The novelty of needle use is bizarre really. I had this issue in my late teens when I first started shooting up. Me and my mates would try to get anything in a needle which is not uncommon amongst users apparently. I don't really know what to suggest to try and help you kick the habit - for me I just gave up hard drugs which meant no more needle but you are on a maintenance program I think (Have I understood properly?) so your still going to be using. I also wanted to be able to wear short sleeves again and not have obvious lumps/bumps tracks etc. Maybe if you started lifting weights and want to show off your arms this might discourage using needles? I dunno man but I hope you get over it, cos it sucks.
 
So I started shooting suboxone when I transitioned because it was more familiar. Cut to two years later and I still feel the need to inject something, at least morning at night.. hourly urges at worst. Even if it's water, or super-watered down suboxone.
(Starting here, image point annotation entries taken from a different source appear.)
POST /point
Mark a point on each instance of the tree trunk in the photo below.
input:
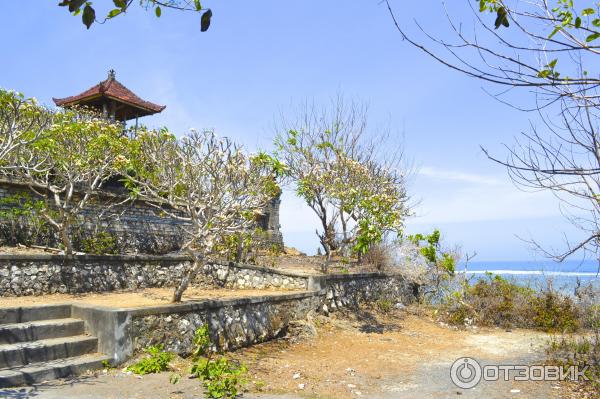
(66, 239)
(185, 282)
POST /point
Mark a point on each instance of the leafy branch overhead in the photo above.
(88, 12)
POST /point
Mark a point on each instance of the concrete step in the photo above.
(33, 313)
(23, 353)
(42, 329)
(38, 372)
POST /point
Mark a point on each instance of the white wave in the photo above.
(534, 273)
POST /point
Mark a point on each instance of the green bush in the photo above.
(555, 313)
(384, 305)
(584, 351)
(221, 377)
(22, 221)
(100, 243)
(157, 361)
(496, 301)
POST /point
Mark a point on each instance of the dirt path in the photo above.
(369, 357)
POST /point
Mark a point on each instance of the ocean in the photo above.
(564, 276)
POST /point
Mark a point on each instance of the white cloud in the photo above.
(454, 196)
(453, 175)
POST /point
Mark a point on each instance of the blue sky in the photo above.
(262, 58)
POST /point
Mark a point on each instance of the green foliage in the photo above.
(22, 215)
(581, 351)
(496, 301)
(384, 305)
(555, 313)
(88, 12)
(430, 248)
(580, 24)
(101, 242)
(157, 361)
(222, 378)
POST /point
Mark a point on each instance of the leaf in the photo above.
(205, 20)
(89, 16)
(544, 74)
(555, 31)
(75, 5)
(592, 37)
(501, 18)
(587, 11)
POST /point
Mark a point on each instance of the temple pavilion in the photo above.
(113, 100)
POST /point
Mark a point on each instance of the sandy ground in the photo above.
(131, 299)
(401, 356)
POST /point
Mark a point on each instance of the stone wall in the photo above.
(250, 276)
(349, 290)
(22, 275)
(233, 325)
(137, 226)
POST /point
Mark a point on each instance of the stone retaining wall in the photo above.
(22, 275)
(137, 227)
(349, 290)
(233, 325)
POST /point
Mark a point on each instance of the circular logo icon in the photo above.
(465, 372)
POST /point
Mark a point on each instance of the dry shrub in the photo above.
(495, 301)
(379, 256)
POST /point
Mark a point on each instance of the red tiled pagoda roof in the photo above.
(113, 89)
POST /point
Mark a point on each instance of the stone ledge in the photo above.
(201, 304)
(352, 276)
(142, 258)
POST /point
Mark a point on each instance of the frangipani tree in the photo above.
(343, 175)
(68, 165)
(204, 180)
(373, 196)
(22, 121)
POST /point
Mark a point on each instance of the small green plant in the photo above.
(384, 305)
(157, 361)
(101, 242)
(221, 377)
(496, 301)
(555, 313)
(567, 350)
(22, 217)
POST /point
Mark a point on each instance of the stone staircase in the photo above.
(44, 343)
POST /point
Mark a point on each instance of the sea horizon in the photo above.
(565, 276)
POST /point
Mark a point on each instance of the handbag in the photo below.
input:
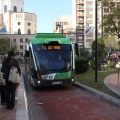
(14, 76)
(2, 81)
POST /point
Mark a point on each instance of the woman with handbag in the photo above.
(2, 88)
(8, 63)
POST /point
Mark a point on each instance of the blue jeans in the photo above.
(3, 93)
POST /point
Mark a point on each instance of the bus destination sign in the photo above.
(50, 47)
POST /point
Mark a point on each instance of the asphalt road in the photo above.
(67, 102)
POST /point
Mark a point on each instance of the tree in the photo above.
(111, 21)
(4, 46)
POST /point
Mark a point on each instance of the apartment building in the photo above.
(63, 25)
(19, 25)
(83, 13)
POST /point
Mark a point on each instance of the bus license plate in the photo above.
(56, 83)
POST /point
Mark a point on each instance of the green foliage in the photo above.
(81, 65)
(84, 53)
(111, 21)
(88, 79)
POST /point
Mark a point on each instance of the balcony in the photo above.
(80, 14)
(80, 2)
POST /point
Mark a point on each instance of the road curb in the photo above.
(22, 105)
(99, 94)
Any advice on how to break this highly addictive habit? I have access to suboxone so this is literally just me coming off of 'needles'.

Anecdotes welcome, straight up instructions equally helpful.

(This is compromising my living situation so I'm committed, it's just that willpower alone hasn't been enough in the past, with syringes being so readily available, even if you're broke [I'm in a major metropolitan area])

Thank you all in advance.

you have to just stop shooting up

you should get rid of any drugs that can be injected

if I had any IV-able drugs, that were worth doing, I'd probably do it that way

which is why I only have shatter, alcohol, salvia, caffeine on hand. those are the only drugs I do.

6 and 3/4th months without any IV drug use, and I'm still having dreams about shooting up. My brain is still obsessed.
 
^No needles for almost 10 years for me, the dreams stopped about 3 years ago so they lasted close to 7 years. I had the dreams while I was using too and this would often prompt my use for that day. Junkie Brain.
 
^No needles for almost 10 years for me, the dreams stopped about 3 years ago so they lasted close to 7 years. I had the dreams while I was using too and this would often prompt my use for that day. Junkie Brain.

thanks for sharing your story man. this helps me, because I desperately want to believe the dreams will stop one day.
 
the other piece of advice I should give you

is that you need to give yourself permission, or an allowance, to feel miserable

I've gone over why our society is too fixated on happiness and maintaining a constant state of it, how this is detrimental to our mental health and well being in general, etc.

I don't want to type more about it right now, but if you're curious as to why I believe this, just ask.
 
thanks for sharing your story man. this helps me, because I desperately want to believe the dreams will stop one day.


You're welcome, I'm glad the info helped you.

I was the same, I had no idea if the dreams would stop. They just became a lot less frequent over the years. I would only have maybe 2 dreams per year in the last 2 - 3 years I was having them. In these dreams I was never able to actually have a shot. I would be frantically mixing my gear in a bag or going through hell trying to find a needle and there would always be an issue like the needle would be bent or broken in some way or blocked. I have only ever successfully had a shot in a dream maybe once or twice from memory and I would feel the rush then wake up. When I couldn't have a shot in a dream, which was almost always, I would wake up frustrated and the thought of using would be on my mind for a few hours of that day. It was torture. But I don't have them now thankfully. The dreams do stop!
 
the weird thing is my dreams are about obtaining and shooting methamphetamine

the drug i had a problem with was buprenorphine (before that heroin)...

to me, it seems the dreams are a manifestation of subconscious needle obsession. :(
 
Needle Dreams are the worst part. I find myself waking up, and getting up to use before i go back to bed to remember I'm sober, not nearly as far along as you guys.